Add a static-analyzer.py script that uses libclang's Python bindings to
provide a common framework on which arbitrary static analysis checks can
be developed and run against QEMU's code base.

As an example, a simple check is included that verifies that the return
value of static, non-void functions is used by at least one caller.

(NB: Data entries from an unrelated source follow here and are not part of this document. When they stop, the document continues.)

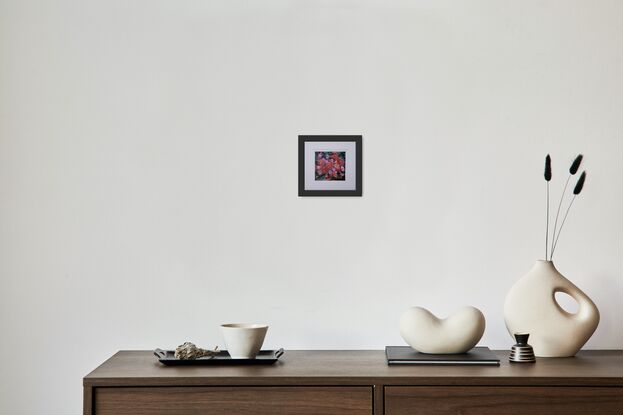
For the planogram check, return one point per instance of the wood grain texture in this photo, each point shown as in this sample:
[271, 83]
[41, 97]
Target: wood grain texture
[361, 367]
[234, 400]
[458, 400]
[87, 401]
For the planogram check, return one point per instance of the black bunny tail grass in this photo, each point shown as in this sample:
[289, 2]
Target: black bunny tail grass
[576, 191]
[576, 164]
[580, 184]
[548, 168]
[548, 176]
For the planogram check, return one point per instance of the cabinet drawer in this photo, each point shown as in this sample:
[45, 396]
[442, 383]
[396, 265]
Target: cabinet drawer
[498, 400]
[242, 400]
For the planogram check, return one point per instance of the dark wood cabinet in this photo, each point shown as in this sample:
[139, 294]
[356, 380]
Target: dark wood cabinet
[496, 400]
[241, 400]
[356, 383]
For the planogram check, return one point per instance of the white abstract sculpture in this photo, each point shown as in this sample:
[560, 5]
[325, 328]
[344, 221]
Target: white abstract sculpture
[457, 333]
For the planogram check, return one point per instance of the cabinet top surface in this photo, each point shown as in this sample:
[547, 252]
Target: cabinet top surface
[352, 367]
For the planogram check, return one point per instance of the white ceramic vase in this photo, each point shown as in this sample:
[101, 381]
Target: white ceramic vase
[531, 308]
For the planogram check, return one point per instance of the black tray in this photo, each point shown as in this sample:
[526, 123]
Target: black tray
[264, 357]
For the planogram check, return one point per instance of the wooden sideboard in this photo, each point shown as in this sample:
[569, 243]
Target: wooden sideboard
[357, 383]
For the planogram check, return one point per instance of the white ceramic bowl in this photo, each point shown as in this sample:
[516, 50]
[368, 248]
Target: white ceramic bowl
[244, 341]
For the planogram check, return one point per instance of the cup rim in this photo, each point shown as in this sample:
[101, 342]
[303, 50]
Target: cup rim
[244, 326]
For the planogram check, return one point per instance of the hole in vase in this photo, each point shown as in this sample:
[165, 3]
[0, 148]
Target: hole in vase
[566, 302]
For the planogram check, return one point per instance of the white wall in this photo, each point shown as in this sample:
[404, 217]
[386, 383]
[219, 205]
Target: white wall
[148, 171]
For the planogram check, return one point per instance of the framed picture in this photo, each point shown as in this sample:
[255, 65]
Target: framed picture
[330, 165]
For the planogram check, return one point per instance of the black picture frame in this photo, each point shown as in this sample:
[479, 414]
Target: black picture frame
[357, 139]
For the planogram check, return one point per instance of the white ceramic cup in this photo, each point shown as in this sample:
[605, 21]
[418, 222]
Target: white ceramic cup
[243, 341]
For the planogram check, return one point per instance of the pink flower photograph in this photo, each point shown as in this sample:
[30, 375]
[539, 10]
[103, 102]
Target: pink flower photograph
[330, 165]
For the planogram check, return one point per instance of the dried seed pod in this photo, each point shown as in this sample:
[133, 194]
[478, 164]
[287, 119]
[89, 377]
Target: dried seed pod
[188, 351]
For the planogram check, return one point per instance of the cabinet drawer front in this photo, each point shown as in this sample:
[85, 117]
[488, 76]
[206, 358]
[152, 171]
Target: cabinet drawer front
[242, 400]
[494, 400]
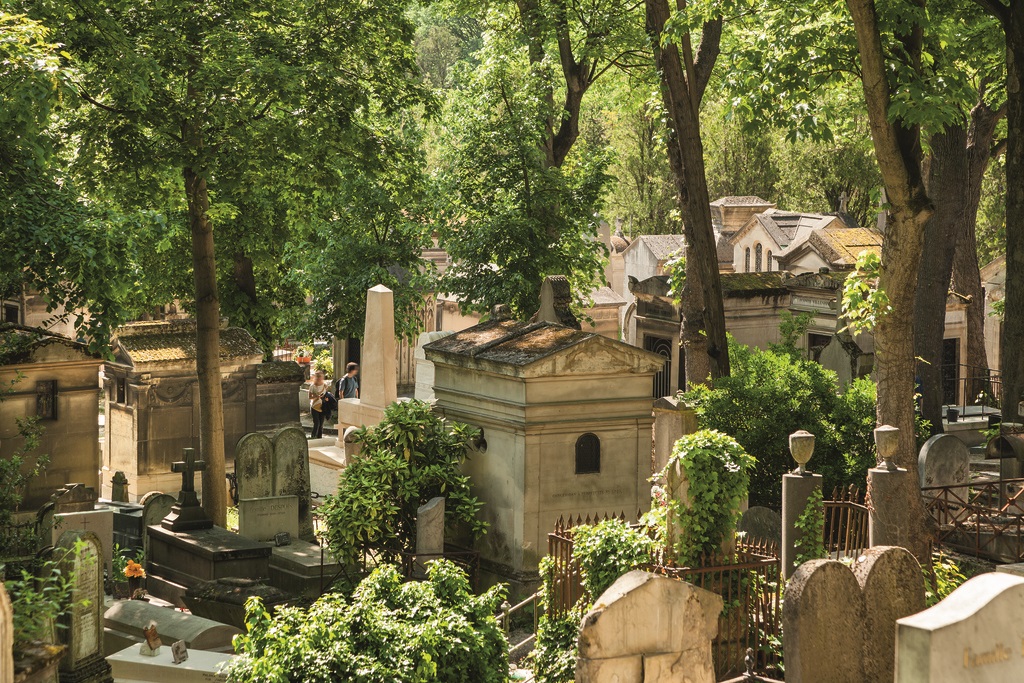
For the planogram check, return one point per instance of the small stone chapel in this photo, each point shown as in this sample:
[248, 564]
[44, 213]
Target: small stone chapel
[566, 425]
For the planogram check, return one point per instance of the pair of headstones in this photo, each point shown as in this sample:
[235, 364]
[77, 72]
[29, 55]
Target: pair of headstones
[839, 623]
[273, 485]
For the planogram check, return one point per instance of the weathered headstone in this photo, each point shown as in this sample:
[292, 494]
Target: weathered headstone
[944, 461]
[263, 518]
[430, 527]
[647, 628]
[974, 636]
[79, 555]
[761, 524]
[156, 506]
[6, 638]
[119, 487]
[891, 584]
[823, 625]
[291, 474]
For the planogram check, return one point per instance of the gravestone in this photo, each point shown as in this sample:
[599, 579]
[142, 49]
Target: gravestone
[156, 506]
[80, 556]
[187, 514]
[263, 518]
[266, 468]
[839, 623]
[975, 635]
[6, 638]
[822, 625]
[201, 667]
[892, 588]
[761, 524]
[75, 509]
[647, 628]
[944, 461]
[124, 622]
[430, 527]
[119, 487]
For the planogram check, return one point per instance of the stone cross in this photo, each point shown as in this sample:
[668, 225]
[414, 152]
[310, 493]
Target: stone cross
[187, 468]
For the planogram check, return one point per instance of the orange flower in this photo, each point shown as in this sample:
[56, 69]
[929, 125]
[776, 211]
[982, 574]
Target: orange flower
[134, 570]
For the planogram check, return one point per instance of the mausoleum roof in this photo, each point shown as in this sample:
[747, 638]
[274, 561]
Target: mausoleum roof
[174, 341]
[516, 344]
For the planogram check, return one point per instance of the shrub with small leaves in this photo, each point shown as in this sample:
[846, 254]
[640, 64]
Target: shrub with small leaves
[389, 632]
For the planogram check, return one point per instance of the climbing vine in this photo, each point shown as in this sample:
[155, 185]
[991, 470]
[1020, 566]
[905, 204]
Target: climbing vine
[717, 473]
[811, 545]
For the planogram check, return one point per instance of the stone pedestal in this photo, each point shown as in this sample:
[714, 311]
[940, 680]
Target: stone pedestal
[884, 512]
[297, 569]
[180, 560]
[797, 488]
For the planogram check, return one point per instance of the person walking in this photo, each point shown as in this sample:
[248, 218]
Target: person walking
[348, 385]
[318, 400]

Signed-off-by: Alberto Faria <afaria@redhat.com>
---
 static-analyzer.py | 509 +++++++++++++++++++++++++++++++++++++++++++++
 1 file changed, 509 insertions(+)
 create mode 100755 static-analyzer.py
diff --git a/static-analyzer.py b/static-analyzer.py
new file mode 100755
index 0000000000..010cc92212
--- /dev/null
+++ b/static-analyzer.py
@@ -0,0 +1,509 @@
+#!/usr/bin/env python3
+# ---------------------------------------------------------------------------- #
+
+from __future__ import annotations
+
+from dataclasses import dataclass
+import json
+import os
+import os.path
+import subprocess
+import sys
+import re
+from argparse import ArgumentParser, Namespace, RawDescriptionHelpFormatter
+from multiprocessing import Pool
+from pathlib import Path
+from typing import (
+    Any,
+    Callable,
+    Dict,
+    Iterable,
+    List,
+    NoReturn,
+    Optional,
+    Mapping,
+    Sequence,
+    Tuple,
+)
+
+# ---------------------------------------------------------------------------- #
+
+from clang.cindex import (  # type: ignore
+    Cursor,
+    CursorKind,
+    Diagnostic,
+    StorageClass,
+    TranslationUnit,
+    TranslationUnitLoadError,
+    TypeKind,
+)
+
+Cursor.__hash__ = lambda self: self.hash  # so `Cursor`s can be dict keys
+
+# ---------------------------------------------------------------------------- #
+# Usage
+
+
+def parse_args() -> Namespace:
+
+    available_checks = "\n".join(f"  {name}" for (name, _) in CHECKS)
+
+    parser = ArgumentParser(
+        formatter_class=RawDescriptionHelpFormatter,
+        epilog=f"""
+available checks:
+{available_checks}
+
+exit codes:
+  0  No problems found.
+  1  Analyzer failure.
+  2  Bad usage.
+  3  Problems found in a translation unit.
+""",
+    )
+
+    parser.add_argument("build_dir", type=Path)
+
+    parser.add_argument(
+        "translation_units",
+        type=Path,
+        nargs="*",
+        help=(
+            "Analyze only translation units whose root source file matches or"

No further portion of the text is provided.